Blast Code Plugin For Maya 2013 2021 May 2026

Blast Code is a fracturing and destruction plugin for Maya, similar to Thinkin’s Pulldownit or the now-defunct DMM. It allows artists to break objects into pieces, add constraints, and simulate rigid body destruction with debris, dust, and chunks. The version range (2013–2021) suggests it was maintained for several years but may no longer be updated for newer Maya releases (2022+).

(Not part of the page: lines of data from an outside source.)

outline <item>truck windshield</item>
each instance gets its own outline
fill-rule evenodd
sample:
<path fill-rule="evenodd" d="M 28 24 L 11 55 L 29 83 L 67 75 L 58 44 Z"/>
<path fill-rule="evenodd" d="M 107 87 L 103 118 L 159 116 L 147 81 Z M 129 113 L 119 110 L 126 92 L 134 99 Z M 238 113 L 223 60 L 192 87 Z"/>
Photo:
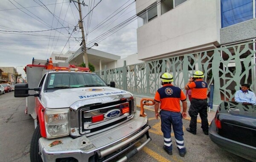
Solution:
<path fill-rule="evenodd" d="M 56 72 L 49 74 L 48 77 L 47 89 L 107 86 L 103 80 L 93 73 Z"/>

Before installing, ensure your setup matches:

| Component | Requirement | |-------------------------|-----------------------------------------------------------------------------| | Maya Versions | 2013, 2014, 2015, 2016, 2017, 2018, 2019, 2020, 2021 (64‑bit only) | | Operating System | Windows 7/8/10 (Pro/Enterprise), Linux (RHEL/CentOS 6/7) | | Processor | Intel i7 or Xeon (multi‑core recommended for fracturing) | | RAM | 16 GB minimum (32+ GB for complex scenes) | | GPU | No specific GPU acceleration – relies on CPU for fracturing (CUDA not used)| | Additional Software | Microsoft Visual C++ Redistributable 2013/2015 (for Windows) | blast code plugin for maya 2013 2021

Important: Blast Code does not work natively on Maya 2022 or newer because Autodesk changed the evaluation manager and physics API. For Maya 2022+, Autodesk’s own Fracture tool (based on Blast Code’s technology) is the successor.


import blastCode; blastCode.showUI()

Developed by Code Blast (and later maintained by community enthusiasts), Blast Code is a proprietary fracture plugin that operates on a "pre-fracture" principle. Unlike real-time simulators (e.g., NVIDIA PhysX or Maya Bullet), Blast Code does not calculate stress, strain, or dynamic collisions on the fly. Blast Code is a fracturing and destruction plugin

Instead, it uses a Voronoi-based fracture algorithm to instantly cut a polygon mesh into hundreds or thousands of pieces based on user-defined points, textures, or randomness. These pieces are then output as separate mesh objects or assembled into a hierarchy ready for keyframe animation or rigid body simulation.

  • Skin weights: preserve influence order, export max influences per vertex (commonly 4).
  • Blendshapes: ensure correct targets exported; consider separate export for morph targets vs skeletal animation.
  • The core philosophy of Blast Code revolved around "Slabs" and "Bombs." Before installing, ensure your setup matches: | Component

    Create a grayscale texture where white areas get high fracture density (small chunks) and black areas remain as large blocks. This mimics realistic stress fractures (e.g., a car bumper vs. windshield).